One possible solution is the wastewater treatment plant that a Tunkhannock-based Somerset Regional Water Resources LLC (SRWR) is hoping to construct in Athens Township.
The plant is being proposed for development at a site in the Valley Industrial Park on Mile Lane Road, which is zoned “industrial” under the Athens Township code. But because the plant does not fit the criteria for the “industrial” zoning, SRWR’s plans are currently going through a conditional use permitting process.
A copy of the conditional use permit application obtained by the Morning Times provides details about how the plant will be used.
“The anticipated volume of water that will be offloaded to the facility on a daily basis will be 1.5 million gallons,” it states.
The document indicates that trucks carrying the flowback water will arrive at an offloading station where the water will be pumped into a series of “skim ponds.” In these ponds, oil and grease will be taken off of the surface of the water and shipped away from the site for disposal.
After the skimming process, water will be stored in “lined earthen impoundments” in accordance with DEP requirements. The aeration provided by the open-air storage will help remove minerals including iron and sulfides from the water.
Then the water will go through a process designed to remove and condense the chemicals in the water to a solid “sludge” that will be shipped off-site to an approved landfill. This will involve the use of caustic soda and hydrated lime to settle the solids in the water, as well as the use of a “hydrocyclone” — a cone-shaped centrifuge used for separating mixed liquids.
The permit application states “Radium 226, Radium 228, Gross Alpha, and Gross Beta radiation” are present in the water incoming for treatment, and because of this, “SRWR is concerned that concentrations (of radioactive materials) will accumulate in the clarifier sludge, rendering the sludge a radioactive waste.”
The document adds that SRWR is considering two different methods to help reduce the radioactivity of the sludge, and that “evaluation is continuing to determine the optimum location for this process and the most appropriate and safest means for handling and disposing of the waste that would be generated.”

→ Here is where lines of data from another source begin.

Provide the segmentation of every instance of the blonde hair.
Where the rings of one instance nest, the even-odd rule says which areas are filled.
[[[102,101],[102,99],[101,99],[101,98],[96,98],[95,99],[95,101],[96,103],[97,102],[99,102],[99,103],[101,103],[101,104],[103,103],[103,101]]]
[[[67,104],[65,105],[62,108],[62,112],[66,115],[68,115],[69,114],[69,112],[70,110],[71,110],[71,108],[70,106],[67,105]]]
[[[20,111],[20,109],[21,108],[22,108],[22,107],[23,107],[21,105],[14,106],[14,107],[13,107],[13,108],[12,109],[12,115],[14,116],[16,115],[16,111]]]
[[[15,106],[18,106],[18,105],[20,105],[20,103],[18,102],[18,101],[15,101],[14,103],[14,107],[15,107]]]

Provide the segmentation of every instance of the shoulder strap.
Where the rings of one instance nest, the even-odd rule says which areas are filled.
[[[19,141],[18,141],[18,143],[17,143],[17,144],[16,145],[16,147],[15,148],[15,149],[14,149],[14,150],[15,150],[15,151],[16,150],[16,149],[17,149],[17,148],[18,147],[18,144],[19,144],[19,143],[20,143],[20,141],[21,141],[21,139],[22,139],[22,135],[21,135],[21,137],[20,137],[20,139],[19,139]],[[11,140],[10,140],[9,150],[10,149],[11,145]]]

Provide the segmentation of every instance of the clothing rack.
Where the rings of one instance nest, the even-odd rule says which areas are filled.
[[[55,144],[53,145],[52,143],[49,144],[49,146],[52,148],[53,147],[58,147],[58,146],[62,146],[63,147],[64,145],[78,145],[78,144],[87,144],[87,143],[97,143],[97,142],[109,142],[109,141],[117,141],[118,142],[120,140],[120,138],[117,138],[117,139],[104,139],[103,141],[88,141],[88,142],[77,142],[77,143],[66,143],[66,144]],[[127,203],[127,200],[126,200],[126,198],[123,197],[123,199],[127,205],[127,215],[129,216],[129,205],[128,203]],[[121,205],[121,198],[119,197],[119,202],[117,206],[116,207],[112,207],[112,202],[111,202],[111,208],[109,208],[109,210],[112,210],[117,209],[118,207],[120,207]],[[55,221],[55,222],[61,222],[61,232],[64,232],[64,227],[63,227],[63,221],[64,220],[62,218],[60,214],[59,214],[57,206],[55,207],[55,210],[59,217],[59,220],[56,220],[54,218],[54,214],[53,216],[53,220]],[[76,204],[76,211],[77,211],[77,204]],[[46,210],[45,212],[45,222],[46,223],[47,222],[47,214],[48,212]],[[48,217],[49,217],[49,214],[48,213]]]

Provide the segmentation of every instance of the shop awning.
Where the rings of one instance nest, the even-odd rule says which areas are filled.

Finally, the document details how the water would be dealt with after the sludge is separated and removed. At this point, it would still have an extremely high concentration of salt and other concentrated organic materials.

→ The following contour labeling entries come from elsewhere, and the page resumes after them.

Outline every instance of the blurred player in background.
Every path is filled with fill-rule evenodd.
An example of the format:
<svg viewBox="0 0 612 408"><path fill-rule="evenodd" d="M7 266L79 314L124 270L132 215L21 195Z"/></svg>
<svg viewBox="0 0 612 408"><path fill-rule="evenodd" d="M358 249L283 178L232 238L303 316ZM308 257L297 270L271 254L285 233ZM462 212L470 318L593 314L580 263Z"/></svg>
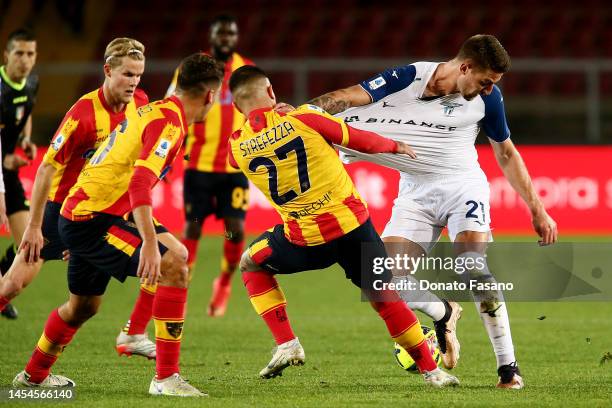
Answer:
<svg viewBox="0 0 612 408"><path fill-rule="evenodd" d="M144 45L134 39L112 40L104 52L104 83L83 95L60 124L36 174L19 253L0 280L0 310L36 277L44 261L62 259L66 248L59 238L57 220L68 191L110 132L148 103L147 95L137 88L144 72L144 51ZM161 226L157 228L164 245L181 245ZM155 287L141 286L130 319L133 323L117 339L120 353L155 358L155 344L145 335L154 293Z"/></svg>
<svg viewBox="0 0 612 408"><path fill-rule="evenodd" d="M31 32L19 29L9 34L4 50L4 65L0 67L0 134L2 135L2 173L6 189L6 215L13 236L13 245L0 257L0 273L4 275L15 259L16 248L28 220L28 201L19 168L28 160L15 154L20 146L29 160L36 157L32 136L32 109L38 93L38 76L31 75L36 64L36 38ZM1 309L1 308L0 308ZM17 309L5 305L1 314L17 318Z"/></svg>
<svg viewBox="0 0 612 408"><path fill-rule="evenodd" d="M16 387L71 387L50 374L76 331L98 311L111 279L139 276L158 284L153 301L156 376L153 395L203 396L179 374L187 300L187 251L166 247L157 237L152 189L179 155L187 127L212 106L223 72L202 54L183 60L175 95L127 116L98 147L60 210L60 237L70 250L70 299L51 312L44 332ZM132 212L134 222L124 215Z"/></svg>
<svg viewBox="0 0 612 408"><path fill-rule="evenodd" d="M315 106L304 105L286 115L274 111L272 85L257 67L239 68L231 77L230 88L236 106L248 117L230 138L230 163L264 193L284 223L255 239L240 262L251 303L278 345L260 372L261 377L272 378L305 360L274 275L339 263L347 278L368 294L369 275L362 276L362 266L367 267L368 261L359 252L368 243L371 250L364 256L372 257L370 261L386 256L366 204L331 144L368 153L411 157L414 153L403 142L352 129ZM427 383L458 384L455 377L438 368L417 317L393 294L396 301L369 298L393 339L415 359Z"/></svg>
<svg viewBox="0 0 612 408"><path fill-rule="evenodd" d="M209 215L223 218L225 241L221 273L213 283L209 316L223 316L231 294L231 279L244 250L244 217L249 205L249 183L227 162L227 140L244 123L232 104L228 81L232 72L253 62L238 54L238 25L234 17L221 15L210 25L210 55L225 64L225 77L218 100L203 122L189 127L187 163L183 184L185 232L183 244L189 251L192 273L198 253L202 225ZM178 70L177 70L178 72ZM172 93L176 72L168 89Z"/></svg>
<svg viewBox="0 0 612 408"><path fill-rule="evenodd" d="M428 253L445 226L458 257L484 254L491 230L489 185L474 147L480 128L489 137L504 175L529 207L540 244L557 240L556 223L544 209L510 140L503 97L495 85L509 68L510 57L499 41L476 35L448 62L390 68L312 101L332 114L342 112L338 116L357 128L409 143L417 154L413 160L349 151L349 159L357 156L400 170L398 198L382 234L389 256L416 258ZM487 268L478 272L482 279L495 281ZM455 330L461 307L429 292L418 301L413 295L402 293L410 307L434 319L443 362L454 367L459 358ZM473 295L497 358L497 386L522 388L502 293Z"/></svg>

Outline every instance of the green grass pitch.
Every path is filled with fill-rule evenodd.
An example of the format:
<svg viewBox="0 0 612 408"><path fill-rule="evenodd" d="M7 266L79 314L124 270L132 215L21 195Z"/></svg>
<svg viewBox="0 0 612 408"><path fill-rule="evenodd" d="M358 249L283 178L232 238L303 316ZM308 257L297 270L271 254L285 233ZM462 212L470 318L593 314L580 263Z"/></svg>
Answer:
<svg viewBox="0 0 612 408"><path fill-rule="evenodd" d="M7 241L2 241L2 246ZM100 313L67 347L53 372L77 383L76 400L87 407L338 407L338 406L609 406L612 362L610 303L513 303L509 305L516 353L526 382L521 391L497 390L495 358L473 304L464 304L459 324L461 380L456 389L431 389L420 376L395 363L383 322L359 300L337 267L279 281L288 313L306 350L306 365L283 377L261 380L273 341L252 310L239 277L227 315L205 316L211 282L218 273L221 240L208 237L189 293L182 348L182 371L207 391L206 400L150 397L154 363L119 358L118 334L137 295L136 279L113 281ZM493 271L494 272L494 271ZM45 265L36 281L14 302L16 321L0 320L0 387L23 369L48 313L67 298L65 265ZM539 320L538 317L546 316ZM422 316L421 316L422 317ZM428 319L421 319L431 324ZM152 325L149 326L152 336ZM1 406L11 403L0 401Z"/></svg>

Through a “reverse osmosis” process — the same that is used to remove the salt from seawater in some Middle Eastern countries — salt would be removed from the water until it fell below limits set by the EPA’s National Pollution Discharge Elimination System program.
The salt would then go through a process that would make it available for commercial reuse. The processed water would be put in holding ponds from which it will be picked up by trucks for reuse as fracing fluid at natural gas wells.
Any excess water not trucked away for reuse at natural gas wells is to be discharged through a pump station into the Chemung River. The document states that an effluent monitoring station will be in place at the discharge site to ensure regulatory compliance.
It takes approximately 3.5 million gallons of water to hydraulically fracture an average well in the Marcellus Shale. According to Bryan Swistock, a water resources extension associate with Penn State Cooperative Extension, 30 to 40 percent of this water flows back to the surface immediately after the well is fractured, and much of of the rest returns gradually along with the natural gas.
At a recent natural gas summit in Wysox, Swistock stated that while many elements of the hydraulic fracturing process have been mastered in western states such as Colorado and Wyoming, the treatment of flowback water is not one of them.
Pennsylvania’s climate and geography, Swistock said, give the state a “limited capacity” to treat the water with evaporation or underground injection methods that were used in western states.
Swistock stated that before treatment, flowback water contains concentrations of materials such as barium, lead, and arsenic that, “compared to drinking water standards, are quite high.”
A public hearing on the proposed wastewater treatment facility will be held on Nov. 18 at 7 p.m. in the township municipal building on Herrick Avenue.